This discussion is archived
10 Replies Latest reply: Mar 22, 2012 9:24 AM by koval RSS

CC name mangling confusion

koval Newbie
Currently Being Moderated
While compiling QtCreator using Solaris Studio I have come across to an interesting issue with name mangling:
Class QmlDesigner::AbstractView contains method
ModelNode createModelNode(const QString&, int, int, const PropertyListType&, const PropertyListType&, const QString&, ModelNode::NodeSourceType);
It is exported from the implementation file abstractview.cpp and used in qmlstate.cpp file linked to the same library
nm -C applied to the resulting shared object gives:
[10448] |   1576144|     169|FUNC |GLOB |0    |11     |QmlDesigner::ModelNode QmlDesigner::AbstractView::createModelNode(const QString&,int,int,const QList<QPair<QString,QVariant> >&,const QList<QPair<QString,QVariant> >&,const QString&,QmlDesigner::ModelNode::NodeSourceType)
                                                       [__1cLQdDmlDesignerMAbstractViewPcreateModelNode6MrknHQdDString_iirknFQdDList4nFQdDPair4n0C_nIQdDVariant_____74n0AJModelNodeONodeSourceType__8_]
                                                                                                                                                                    ^                               ^
[14294] |         0|       0|FUNC |GLOB |0    |UNDEF  |QmlDesigner::ModelNode QmlDesigner::AbstractView::createModelNode(const QString&,int,int,const QList<QPair<QString,QVariant> >&,const QList<QPair<QString,QVariant> >&,const QString&,QmlDesigner::ModelNode::NodeSourceType)
                                                       [__1cLQdDmlDesignerMAbstractViewPcreateModelNode6MrknHQdDString_iirknFQdDList4nFQdDPair4n0C_nIQdDVariant_____rk54n0AJModelNodeONodeSourceType__9B_]
                                                                                                                                                                    ^^^                               ^^
I have marked characters which are different (7 replaced with rk5 and 8 with 9B)

Demangled output shows the same prototype but manglings are different (11 coming from abstractview.cpp and UNDEF from qmlstate.cpp)

I guess if the function were mangled same in both cases the linker would resolve it and the resulting shared object would not have undefined symbols

Is there any document describing mangling rules of CC compiler?
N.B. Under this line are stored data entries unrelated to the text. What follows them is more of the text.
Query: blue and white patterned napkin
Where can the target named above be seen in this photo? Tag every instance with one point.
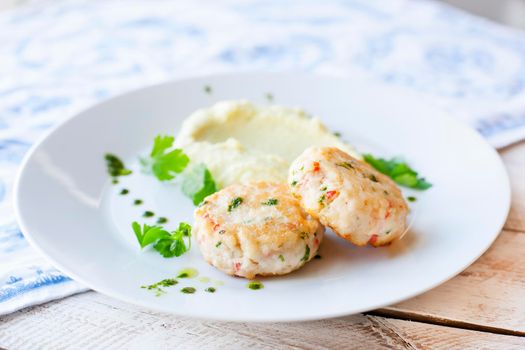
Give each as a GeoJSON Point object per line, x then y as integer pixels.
{"type": "Point", "coordinates": [57, 58]}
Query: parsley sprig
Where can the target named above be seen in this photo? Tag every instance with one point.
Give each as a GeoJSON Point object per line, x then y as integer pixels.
{"type": "Point", "coordinates": [115, 166]}
{"type": "Point", "coordinates": [165, 163]}
{"type": "Point", "coordinates": [399, 171]}
{"type": "Point", "coordinates": [166, 243]}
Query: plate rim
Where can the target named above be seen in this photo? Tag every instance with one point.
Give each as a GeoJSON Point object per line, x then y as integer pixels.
{"type": "Point", "coordinates": [253, 74]}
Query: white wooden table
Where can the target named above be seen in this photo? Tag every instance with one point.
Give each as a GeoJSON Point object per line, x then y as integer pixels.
{"type": "Point", "coordinates": [483, 307]}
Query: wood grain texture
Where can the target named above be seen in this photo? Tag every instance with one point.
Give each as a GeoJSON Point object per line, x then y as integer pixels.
{"type": "Point", "coordinates": [490, 293]}
{"type": "Point", "coordinates": [488, 296]}
{"type": "Point", "coordinates": [514, 159]}
{"type": "Point", "coordinates": [93, 321]}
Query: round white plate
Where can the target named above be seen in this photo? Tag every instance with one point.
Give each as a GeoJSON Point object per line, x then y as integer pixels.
{"type": "Point", "coordinates": [69, 210]}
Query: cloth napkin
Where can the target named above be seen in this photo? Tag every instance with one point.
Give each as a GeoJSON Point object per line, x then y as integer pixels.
{"type": "Point", "coordinates": [59, 57]}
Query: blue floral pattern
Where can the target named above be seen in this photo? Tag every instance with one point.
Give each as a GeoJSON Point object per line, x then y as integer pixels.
{"type": "Point", "coordinates": [58, 58]}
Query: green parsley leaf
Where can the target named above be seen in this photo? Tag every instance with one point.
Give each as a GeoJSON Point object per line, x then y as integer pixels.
{"type": "Point", "coordinates": [399, 171]}
{"type": "Point", "coordinates": [163, 163]}
{"type": "Point", "coordinates": [115, 166]}
{"type": "Point", "coordinates": [167, 244]}
{"type": "Point", "coordinates": [198, 183]}
{"type": "Point", "coordinates": [234, 203]}
{"type": "Point", "coordinates": [271, 201]}
{"type": "Point", "coordinates": [148, 234]}
{"type": "Point", "coordinates": [188, 290]}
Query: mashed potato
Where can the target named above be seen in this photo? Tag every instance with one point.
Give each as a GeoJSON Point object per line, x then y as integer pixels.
{"type": "Point", "coordinates": [241, 143]}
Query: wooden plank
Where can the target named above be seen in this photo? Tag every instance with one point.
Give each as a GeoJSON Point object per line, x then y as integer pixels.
{"type": "Point", "coordinates": [489, 295]}
{"type": "Point", "coordinates": [94, 321]}
{"type": "Point", "coordinates": [514, 159]}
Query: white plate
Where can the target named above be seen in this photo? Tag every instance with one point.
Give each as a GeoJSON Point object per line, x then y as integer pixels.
{"type": "Point", "coordinates": [68, 209]}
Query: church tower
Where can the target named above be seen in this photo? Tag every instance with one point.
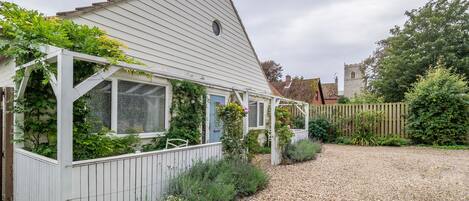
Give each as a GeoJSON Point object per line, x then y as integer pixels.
{"type": "Point", "coordinates": [353, 80]}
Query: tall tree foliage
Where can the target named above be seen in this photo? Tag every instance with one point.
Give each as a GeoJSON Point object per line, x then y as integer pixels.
{"type": "Point", "coordinates": [436, 32]}
{"type": "Point", "coordinates": [273, 71]}
{"type": "Point", "coordinates": [439, 108]}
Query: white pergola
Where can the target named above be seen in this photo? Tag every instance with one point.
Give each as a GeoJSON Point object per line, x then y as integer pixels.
{"type": "Point", "coordinates": [66, 93]}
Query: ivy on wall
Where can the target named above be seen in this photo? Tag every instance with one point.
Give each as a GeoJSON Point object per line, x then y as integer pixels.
{"type": "Point", "coordinates": [187, 114]}
{"type": "Point", "coordinates": [23, 32]}
{"type": "Point", "coordinates": [231, 116]}
{"type": "Point", "coordinates": [282, 122]}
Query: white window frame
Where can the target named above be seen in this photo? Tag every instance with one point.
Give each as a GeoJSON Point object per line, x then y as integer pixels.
{"type": "Point", "coordinates": [258, 115]}
{"type": "Point", "coordinates": [114, 105]}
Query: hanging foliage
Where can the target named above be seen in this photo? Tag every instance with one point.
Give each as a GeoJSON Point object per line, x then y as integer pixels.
{"type": "Point", "coordinates": [283, 120]}
{"type": "Point", "coordinates": [187, 114]}
{"type": "Point", "coordinates": [23, 33]}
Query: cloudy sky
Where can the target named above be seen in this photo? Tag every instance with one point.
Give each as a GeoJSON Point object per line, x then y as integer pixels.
{"type": "Point", "coordinates": [310, 38]}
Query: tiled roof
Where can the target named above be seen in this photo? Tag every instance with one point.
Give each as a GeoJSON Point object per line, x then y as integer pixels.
{"type": "Point", "coordinates": [330, 90]}
{"type": "Point", "coordinates": [299, 89]}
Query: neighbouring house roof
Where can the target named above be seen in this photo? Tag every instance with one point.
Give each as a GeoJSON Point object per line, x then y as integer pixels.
{"type": "Point", "coordinates": [176, 37]}
{"type": "Point", "coordinates": [300, 89]}
{"type": "Point", "coordinates": [274, 90]}
{"type": "Point", "coordinates": [85, 9]}
{"type": "Point", "coordinates": [330, 90]}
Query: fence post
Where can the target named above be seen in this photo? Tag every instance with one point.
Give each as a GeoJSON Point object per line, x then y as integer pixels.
{"type": "Point", "coordinates": [275, 151]}
{"type": "Point", "coordinates": [7, 140]}
{"type": "Point", "coordinates": [306, 109]}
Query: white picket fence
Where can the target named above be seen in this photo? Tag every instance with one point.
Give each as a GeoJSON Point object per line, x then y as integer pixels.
{"type": "Point", "coordinates": [35, 177]}
{"type": "Point", "coordinates": [132, 177]}
{"type": "Point", "coordinates": [300, 134]}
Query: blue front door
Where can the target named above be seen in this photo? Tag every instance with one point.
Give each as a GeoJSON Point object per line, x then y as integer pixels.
{"type": "Point", "coordinates": [215, 127]}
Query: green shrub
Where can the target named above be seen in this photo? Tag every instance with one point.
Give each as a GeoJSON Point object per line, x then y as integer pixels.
{"type": "Point", "coordinates": [365, 123]}
{"type": "Point", "coordinates": [282, 130]}
{"type": "Point", "coordinates": [252, 142]}
{"type": "Point", "coordinates": [298, 122]}
{"type": "Point", "coordinates": [439, 108]}
{"type": "Point", "coordinates": [218, 181]}
{"type": "Point", "coordinates": [343, 100]}
{"type": "Point", "coordinates": [231, 116]}
{"type": "Point", "coordinates": [321, 129]}
{"type": "Point", "coordinates": [393, 141]}
{"type": "Point", "coordinates": [265, 150]}
{"type": "Point", "coordinates": [302, 151]}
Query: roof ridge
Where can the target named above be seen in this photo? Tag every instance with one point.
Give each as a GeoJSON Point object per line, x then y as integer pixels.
{"type": "Point", "coordinates": [86, 9]}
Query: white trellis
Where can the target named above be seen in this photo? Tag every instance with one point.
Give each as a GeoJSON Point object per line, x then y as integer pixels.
{"type": "Point", "coordinates": [276, 152]}
{"type": "Point", "coordinates": [66, 93]}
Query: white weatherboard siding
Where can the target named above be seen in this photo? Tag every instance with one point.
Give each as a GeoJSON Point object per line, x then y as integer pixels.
{"type": "Point", "coordinates": [175, 36]}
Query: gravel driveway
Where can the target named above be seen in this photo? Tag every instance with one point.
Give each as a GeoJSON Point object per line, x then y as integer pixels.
{"type": "Point", "coordinates": [371, 173]}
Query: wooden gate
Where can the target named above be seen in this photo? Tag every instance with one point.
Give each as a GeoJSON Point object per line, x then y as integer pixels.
{"type": "Point", "coordinates": [6, 143]}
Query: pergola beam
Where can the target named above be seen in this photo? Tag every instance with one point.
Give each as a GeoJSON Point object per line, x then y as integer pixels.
{"type": "Point", "coordinates": [93, 81]}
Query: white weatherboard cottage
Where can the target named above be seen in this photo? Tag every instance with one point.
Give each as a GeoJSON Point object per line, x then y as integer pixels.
{"type": "Point", "coordinates": [202, 41]}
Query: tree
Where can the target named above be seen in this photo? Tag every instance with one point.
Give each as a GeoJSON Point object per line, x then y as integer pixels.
{"type": "Point", "coordinates": [273, 71]}
{"type": "Point", "coordinates": [438, 108]}
{"type": "Point", "coordinates": [437, 31]}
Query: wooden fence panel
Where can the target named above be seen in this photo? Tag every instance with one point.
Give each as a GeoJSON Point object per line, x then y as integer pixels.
{"type": "Point", "coordinates": [393, 121]}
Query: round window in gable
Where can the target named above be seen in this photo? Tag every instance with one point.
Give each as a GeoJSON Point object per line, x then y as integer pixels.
{"type": "Point", "coordinates": [216, 26]}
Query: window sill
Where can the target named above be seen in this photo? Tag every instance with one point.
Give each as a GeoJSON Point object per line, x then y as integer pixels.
{"type": "Point", "coordinates": [144, 135]}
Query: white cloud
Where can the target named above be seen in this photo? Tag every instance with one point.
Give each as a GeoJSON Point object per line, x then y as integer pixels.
{"type": "Point", "coordinates": [315, 38]}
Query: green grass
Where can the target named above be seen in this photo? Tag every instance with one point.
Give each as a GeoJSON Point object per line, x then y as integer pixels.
{"type": "Point", "coordinates": [446, 147]}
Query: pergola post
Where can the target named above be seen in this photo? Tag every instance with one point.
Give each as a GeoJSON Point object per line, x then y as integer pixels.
{"type": "Point", "coordinates": [65, 124]}
{"type": "Point", "coordinates": [306, 117]}
{"type": "Point", "coordinates": [246, 118]}
{"type": "Point", "coordinates": [276, 154]}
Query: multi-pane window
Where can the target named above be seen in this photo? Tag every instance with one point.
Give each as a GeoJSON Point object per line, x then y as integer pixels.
{"type": "Point", "coordinates": [140, 108]}
{"type": "Point", "coordinates": [256, 114]}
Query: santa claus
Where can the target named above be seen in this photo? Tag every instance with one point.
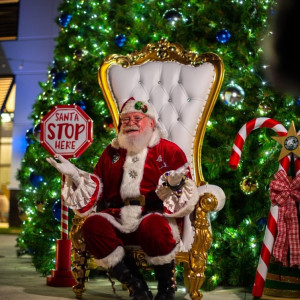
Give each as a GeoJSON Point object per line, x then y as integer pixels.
{"type": "Point", "coordinates": [142, 187]}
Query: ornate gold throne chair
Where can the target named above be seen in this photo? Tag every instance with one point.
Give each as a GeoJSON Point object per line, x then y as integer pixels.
{"type": "Point", "coordinates": [183, 87]}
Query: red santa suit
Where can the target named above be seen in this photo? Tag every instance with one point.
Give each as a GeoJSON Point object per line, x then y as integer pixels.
{"type": "Point", "coordinates": [118, 181]}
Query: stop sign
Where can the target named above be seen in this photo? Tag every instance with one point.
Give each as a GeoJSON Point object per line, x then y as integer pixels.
{"type": "Point", "coordinates": [66, 130]}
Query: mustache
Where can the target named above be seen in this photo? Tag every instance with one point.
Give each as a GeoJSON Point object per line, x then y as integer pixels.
{"type": "Point", "coordinates": [131, 127]}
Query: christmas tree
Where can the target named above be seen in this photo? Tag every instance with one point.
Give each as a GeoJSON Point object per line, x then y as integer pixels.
{"type": "Point", "coordinates": [235, 30]}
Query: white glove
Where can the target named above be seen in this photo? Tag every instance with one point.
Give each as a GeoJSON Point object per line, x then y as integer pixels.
{"type": "Point", "coordinates": [65, 168]}
{"type": "Point", "coordinates": [175, 177]}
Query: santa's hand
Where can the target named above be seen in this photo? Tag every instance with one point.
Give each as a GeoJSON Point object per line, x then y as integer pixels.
{"type": "Point", "coordinates": [175, 178]}
{"type": "Point", "coordinates": [65, 168]}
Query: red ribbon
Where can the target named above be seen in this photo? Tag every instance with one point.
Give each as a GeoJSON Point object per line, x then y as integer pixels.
{"type": "Point", "coordinates": [285, 194]}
I have once read an article at Oracle sites about ABI stability which mentions publishing such a document but I cannot google it anywhere.

Where does the difference come from? is it a bug in mangler or demangler?
I think mangling should be a 1-to-1 function not allowing two different codings for same prototype. Maybe the demangler does not correctly decode the small difference in the symbols above which decoded properly would indicate what the compiler "thought" of the function in while exporting and using as extern


I have noticed the same difference in mangling for Sun Studio 12 (CC: Sun C++ 5.9 SunOS_sparc Patch 124863-01 2007/07/25)
Solaris Studio 12.2 (CC: Sun C++ 5.11 SunOS_sparc/i386 2010/08/13)
and Solaris Studio 12.3 (CC: Sun C++ 5.12 SunOS_i386 2011/11/16)
  • 1. Re: CC name mangling confusion
    Steve_Clamage Pro
    Currently Being Moderated
    You have run into a known bug in name mangling, documented here:
    http://docs.oracle.com/cd/E24457_01/html/E21987/glnzd.html#gkgak
    (read this short article before reading the rest of this post)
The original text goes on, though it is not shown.